Implementar um programa de apoio à prescrição passa também por melhorar alguns aspectos que por vezes são deficitários nas enfermarias, como por exemplo a colheita atempada de produtos para exame microbiológico. Só assim se podem obter resultados laboratoriais fidedignos, que permitem depois tomar melhores decisões mais à frente no processo. Para além disso, perceber que nem todas as infecções requerem um tratamento imediato e que pode ser lícito aguardar para implementar uma terapêutica dirigida no caso de uma infecção óssea crónica, por exemplo, o que naturalmente não se verifica em situações urgentes e ameaçadoras de vida em que a terapêutica é muitas vezes empírica, mas sustentada pelo conhecimento da epidemiologia local.

Outra das especificidades destas equipas é o domínio de conceitos de farmacocinética e farmacodinâmica dos antimicrobianos que permite escolher as doses, em força e número, mais adequadas, qual a via de administração indicada, quando deve o tratamento ser revisto e por quanto tempo deve ser mantido. Tudo isto numa permanente adaptação à realidade individual de cada doente, nomeadamente da sua função renal e hepática e da sua evolução clínica.

O registo no processo clínico do doente deve ser minucioso para que a informação relevante esteja acessível a todos os prestadores de cuidados e para que depois todo o processo possa ser submetido a avaliação crítica.
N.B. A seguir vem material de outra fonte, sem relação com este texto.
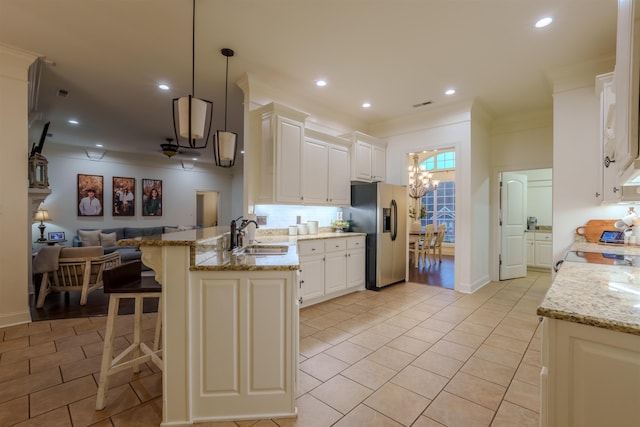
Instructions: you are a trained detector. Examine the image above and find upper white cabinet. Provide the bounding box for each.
[595,73,622,203]
[614,0,640,184]
[302,129,351,206]
[251,103,308,204]
[345,132,387,182]
[250,103,351,206]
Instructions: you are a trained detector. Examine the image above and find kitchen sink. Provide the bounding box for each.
[237,245,289,255]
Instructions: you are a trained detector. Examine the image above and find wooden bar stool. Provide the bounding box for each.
[96,261,163,410]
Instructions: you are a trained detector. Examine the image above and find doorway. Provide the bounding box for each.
[407,147,456,289]
[196,191,220,227]
[497,168,553,280]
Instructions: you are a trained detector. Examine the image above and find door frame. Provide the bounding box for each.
[489,164,553,282]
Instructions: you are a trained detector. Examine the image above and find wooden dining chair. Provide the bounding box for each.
[427,224,447,263]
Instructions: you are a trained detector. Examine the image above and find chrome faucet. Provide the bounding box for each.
[229,216,258,251]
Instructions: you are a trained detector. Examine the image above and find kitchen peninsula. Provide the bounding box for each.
[118,227,299,426]
[537,242,640,427]
[118,227,365,426]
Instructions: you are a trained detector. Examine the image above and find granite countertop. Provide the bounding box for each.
[118,227,366,271]
[537,242,640,335]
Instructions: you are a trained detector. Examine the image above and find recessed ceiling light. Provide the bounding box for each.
[536,16,553,28]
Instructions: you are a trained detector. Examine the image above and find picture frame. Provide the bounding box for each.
[142,178,163,216]
[77,173,104,217]
[47,231,66,242]
[111,176,136,216]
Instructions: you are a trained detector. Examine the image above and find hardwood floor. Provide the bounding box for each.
[409,255,455,289]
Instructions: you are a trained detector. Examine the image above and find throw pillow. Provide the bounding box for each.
[78,230,100,246]
[100,233,118,248]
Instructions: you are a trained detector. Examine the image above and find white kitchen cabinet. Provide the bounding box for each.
[347,236,366,288]
[343,132,387,182]
[250,103,308,204]
[298,236,366,307]
[540,318,640,427]
[302,130,351,206]
[298,240,324,301]
[595,73,622,203]
[527,231,553,269]
[324,239,347,294]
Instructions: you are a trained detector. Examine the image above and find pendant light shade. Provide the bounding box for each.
[213,48,238,168]
[163,0,213,154]
[178,95,207,139]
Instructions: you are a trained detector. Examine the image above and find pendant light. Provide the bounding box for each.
[213,48,238,168]
[173,0,213,151]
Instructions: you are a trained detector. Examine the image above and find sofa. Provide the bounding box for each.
[71,225,196,263]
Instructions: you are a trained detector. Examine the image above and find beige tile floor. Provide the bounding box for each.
[0,272,551,427]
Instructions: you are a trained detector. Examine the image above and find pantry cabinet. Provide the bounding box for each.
[298,236,365,307]
[251,103,308,204]
[343,132,387,182]
[527,231,553,269]
[302,129,351,206]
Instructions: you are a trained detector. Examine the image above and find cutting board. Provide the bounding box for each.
[576,219,618,243]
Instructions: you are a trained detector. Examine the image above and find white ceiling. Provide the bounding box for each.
[0,0,617,166]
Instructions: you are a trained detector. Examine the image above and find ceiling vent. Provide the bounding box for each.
[412,101,433,108]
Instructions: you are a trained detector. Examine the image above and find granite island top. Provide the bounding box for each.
[118,227,366,271]
[537,242,640,335]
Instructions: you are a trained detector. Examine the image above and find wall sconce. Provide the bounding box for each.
[213,48,238,168]
[33,209,51,242]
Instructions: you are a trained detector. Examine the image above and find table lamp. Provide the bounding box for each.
[33,209,51,242]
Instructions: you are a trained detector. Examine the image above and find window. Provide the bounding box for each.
[421,151,456,243]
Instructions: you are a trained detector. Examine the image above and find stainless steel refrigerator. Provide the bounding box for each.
[345,182,407,290]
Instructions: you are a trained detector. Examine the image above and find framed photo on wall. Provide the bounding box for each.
[142,179,162,216]
[78,173,104,216]
[111,176,136,216]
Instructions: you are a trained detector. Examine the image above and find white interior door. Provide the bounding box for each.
[500,172,527,280]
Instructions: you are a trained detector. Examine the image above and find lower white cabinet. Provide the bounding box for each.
[527,231,553,268]
[540,318,640,427]
[298,236,365,307]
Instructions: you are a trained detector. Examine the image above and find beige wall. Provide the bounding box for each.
[0,45,36,327]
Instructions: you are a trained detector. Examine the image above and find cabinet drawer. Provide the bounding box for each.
[324,239,347,252]
[535,232,551,242]
[298,240,324,256]
[347,236,365,249]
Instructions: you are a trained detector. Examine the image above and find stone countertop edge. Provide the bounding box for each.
[536,242,640,335]
[118,227,366,271]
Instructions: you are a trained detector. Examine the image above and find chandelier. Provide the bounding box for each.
[408,154,440,199]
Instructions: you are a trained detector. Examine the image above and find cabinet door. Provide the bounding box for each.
[302,138,330,205]
[324,239,347,294]
[527,240,536,266]
[347,236,366,288]
[535,241,553,268]
[352,140,373,181]
[327,145,351,206]
[371,145,387,182]
[300,255,324,305]
[276,116,304,203]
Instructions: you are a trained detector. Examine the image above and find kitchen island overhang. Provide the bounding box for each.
[119,227,300,426]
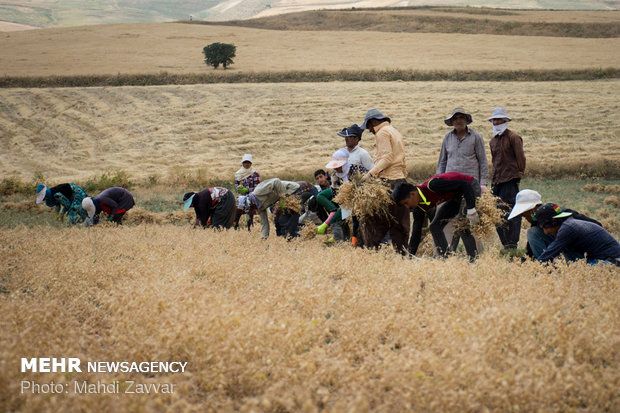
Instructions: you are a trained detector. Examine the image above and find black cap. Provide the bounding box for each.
[338,123,364,139]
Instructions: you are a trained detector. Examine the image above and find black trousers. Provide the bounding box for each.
[493,179,521,249]
[273,212,299,239]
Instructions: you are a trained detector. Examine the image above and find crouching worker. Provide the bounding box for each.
[183,186,237,229]
[316,148,358,242]
[535,204,620,266]
[392,172,481,259]
[82,186,136,225]
[36,184,88,225]
[508,189,603,261]
[237,178,317,238]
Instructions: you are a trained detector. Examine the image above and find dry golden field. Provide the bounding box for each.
[0,80,620,182]
[0,8,620,412]
[0,23,620,76]
[0,225,620,412]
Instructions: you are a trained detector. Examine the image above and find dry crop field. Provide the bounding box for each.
[0,80,620,182]
[0,225,620,412]
[0,23,620,76]
[0,8,620,412]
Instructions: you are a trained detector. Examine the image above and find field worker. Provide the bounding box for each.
[361,109,410,254]
[36,183,88,225]
[435,107,489,253]
[535,204,620,266]
[183,186,237,229]
[235,153,260,231]
[489,108,525,249]
[338,123,375,175]
[392,172,481,260]
[237,178,316,238]
[314,169,332,192]
[508,189,602,261]
[82,186,136,225]
[316,148,357,242]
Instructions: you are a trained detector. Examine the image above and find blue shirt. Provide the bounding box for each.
[538,217,620,262]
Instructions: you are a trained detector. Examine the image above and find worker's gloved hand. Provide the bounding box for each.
[467,208,480,225]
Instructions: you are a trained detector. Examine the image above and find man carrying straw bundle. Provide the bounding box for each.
[392,172,481,260]
[361,109,410,254]
[237,178,318,238]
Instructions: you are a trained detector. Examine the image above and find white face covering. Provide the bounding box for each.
[493,122,508,136]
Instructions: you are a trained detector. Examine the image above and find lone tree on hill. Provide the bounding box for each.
[202,43,237,69]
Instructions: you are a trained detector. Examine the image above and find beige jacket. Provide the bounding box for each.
[370,122,407,180]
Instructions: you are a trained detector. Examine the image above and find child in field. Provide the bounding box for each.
[183,186,236,229]
[235,153,260,231]
[36,183,88,225]
[82,186,136,225]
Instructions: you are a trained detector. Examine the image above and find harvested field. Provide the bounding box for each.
[0,23,620,76]
[0,81,620,182]
[0,225,620,412]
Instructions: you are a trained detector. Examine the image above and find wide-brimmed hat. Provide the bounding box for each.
[443,107,473,126]
[37,184,47,204]
[183,192,196,211]
[82,196,97,218]
[325,148,349,169]
[362,109,392,129]
[508,189,542,219]
[241,153,252,164]
[338,123,364,139]
[534,204,572,228]
[489,108,512,122]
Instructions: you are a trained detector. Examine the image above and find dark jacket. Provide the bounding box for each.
[96,186,136,215]
[538,217,620,262]
[416,172,476,212]
[192,187,228,227]
[489,129,525,185]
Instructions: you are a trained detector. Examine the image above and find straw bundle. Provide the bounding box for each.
[455,191,505,239]
[275,195,301,214]
[334,178,393,219]
[123,208,164,225]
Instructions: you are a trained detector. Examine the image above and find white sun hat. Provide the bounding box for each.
[489,108,512,122]
[82,196,96,218]
[508,189,542,219]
Atendendo à complexidade da tarefa descrita nos últimos parágrafos, a maior parte das vezes o apoio à prescrição é desenvolvido por uma equipa multidisciplinar que envolve farmacêuticos, microbiologistas e infecciologistas, entre outros. Esta abordagem integrada de múltiplas vertentes do conhecimento médico e a interacção constante com as equipas médicas responsáveis pelo doente tem vantagens evidentes relativamente a outras estratégias implementadas no passado, como a restrição de prescrição, a suspensão automática ou períodos de alternância de agentes antimicrobianos disponíveis para prescrição, em que pouco se acrescentava ao conhecimento individual de cada um dos intervenientes no processo.

Conclusões

Quase toda a literatura publicada nos últimos anos aponta para benefícios dos programas de apoio à prescrição. Da redução da emergência de resistências à redução do número de infecções por Clostridium difficile, a evidência é robusta. Os resultados são ainda mais satisfatórios quando em conjunto se aplicam estratégias de controlo de infecção hospitalar. Igualmente interessante é perceber que existem locais onde estas intervenções têm ainda mais impacto, como é o caso das unidades de hemato-oncologia e de cuidados intensivos.
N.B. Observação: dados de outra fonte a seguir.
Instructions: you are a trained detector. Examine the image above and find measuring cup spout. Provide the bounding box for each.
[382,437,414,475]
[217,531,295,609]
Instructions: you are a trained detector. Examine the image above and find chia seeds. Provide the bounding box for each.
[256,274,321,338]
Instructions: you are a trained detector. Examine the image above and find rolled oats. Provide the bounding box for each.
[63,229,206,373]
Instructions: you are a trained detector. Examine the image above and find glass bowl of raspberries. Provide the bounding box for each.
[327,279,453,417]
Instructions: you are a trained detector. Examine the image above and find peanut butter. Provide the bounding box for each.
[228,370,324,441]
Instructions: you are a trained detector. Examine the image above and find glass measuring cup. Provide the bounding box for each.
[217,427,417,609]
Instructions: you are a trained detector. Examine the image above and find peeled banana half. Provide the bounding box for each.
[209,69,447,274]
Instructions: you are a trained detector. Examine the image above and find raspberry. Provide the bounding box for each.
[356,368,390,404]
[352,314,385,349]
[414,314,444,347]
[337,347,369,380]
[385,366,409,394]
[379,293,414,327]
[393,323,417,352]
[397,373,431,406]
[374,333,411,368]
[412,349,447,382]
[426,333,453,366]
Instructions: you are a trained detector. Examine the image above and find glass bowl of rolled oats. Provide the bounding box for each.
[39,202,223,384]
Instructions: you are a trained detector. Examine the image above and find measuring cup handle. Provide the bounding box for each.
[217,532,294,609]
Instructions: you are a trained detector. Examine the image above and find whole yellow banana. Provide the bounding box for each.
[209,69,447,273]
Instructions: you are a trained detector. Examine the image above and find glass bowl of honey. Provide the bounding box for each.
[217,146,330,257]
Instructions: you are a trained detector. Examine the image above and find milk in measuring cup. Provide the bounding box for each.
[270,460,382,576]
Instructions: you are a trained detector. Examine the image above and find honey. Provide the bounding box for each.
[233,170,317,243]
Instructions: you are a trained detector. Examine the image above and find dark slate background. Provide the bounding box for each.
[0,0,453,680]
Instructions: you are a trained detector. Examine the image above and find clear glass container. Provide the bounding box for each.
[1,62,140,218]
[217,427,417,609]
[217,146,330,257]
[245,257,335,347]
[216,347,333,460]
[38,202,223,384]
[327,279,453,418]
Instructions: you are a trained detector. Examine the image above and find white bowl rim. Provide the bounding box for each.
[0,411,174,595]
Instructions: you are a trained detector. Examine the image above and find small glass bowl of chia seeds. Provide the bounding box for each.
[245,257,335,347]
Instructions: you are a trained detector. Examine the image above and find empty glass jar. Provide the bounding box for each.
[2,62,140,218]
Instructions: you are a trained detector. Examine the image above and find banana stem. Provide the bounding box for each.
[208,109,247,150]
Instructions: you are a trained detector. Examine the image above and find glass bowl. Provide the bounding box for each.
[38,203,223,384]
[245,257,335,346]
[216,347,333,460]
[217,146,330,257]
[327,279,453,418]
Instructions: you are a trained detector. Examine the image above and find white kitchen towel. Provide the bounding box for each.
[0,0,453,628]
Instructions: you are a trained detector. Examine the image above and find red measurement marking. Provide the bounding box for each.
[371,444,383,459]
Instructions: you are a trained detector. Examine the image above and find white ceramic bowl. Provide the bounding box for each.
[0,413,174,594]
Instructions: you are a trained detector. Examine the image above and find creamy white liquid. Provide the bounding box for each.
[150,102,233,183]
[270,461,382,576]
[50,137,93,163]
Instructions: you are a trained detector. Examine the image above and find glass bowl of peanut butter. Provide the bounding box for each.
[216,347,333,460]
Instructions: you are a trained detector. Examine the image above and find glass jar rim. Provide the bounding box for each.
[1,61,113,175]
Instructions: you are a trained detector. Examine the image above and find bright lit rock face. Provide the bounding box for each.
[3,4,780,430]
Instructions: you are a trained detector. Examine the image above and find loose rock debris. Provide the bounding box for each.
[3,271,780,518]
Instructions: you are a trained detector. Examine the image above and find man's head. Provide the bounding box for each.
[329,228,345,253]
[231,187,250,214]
Em linha com as vantagens para os doentes, é também relatado um menor consumo de recursos financeiros que não se fica apenas pela poupança na prescrição de medicamentos, mas que inclui uma ampla redução nos custos indirectos associados à prestação de cuidados a doentes com infecções por microrganismos multirresistentes e à evicção de morbilidade.

Em suma, a prescrição antimicrobiana define e é definida pela ecologia microbiológica de uma instituição e todos os que nela trabalham têm um papel a desempenhar no controlo da infecção, na evicção da emergência de resistências e no uso mais racional dos antimicrobianos.

Margarida Prata

(Médica no Centro Hositalar e Universitário de Coimbra)

Nota: a autora escreve de acordo com a antiga ortografia.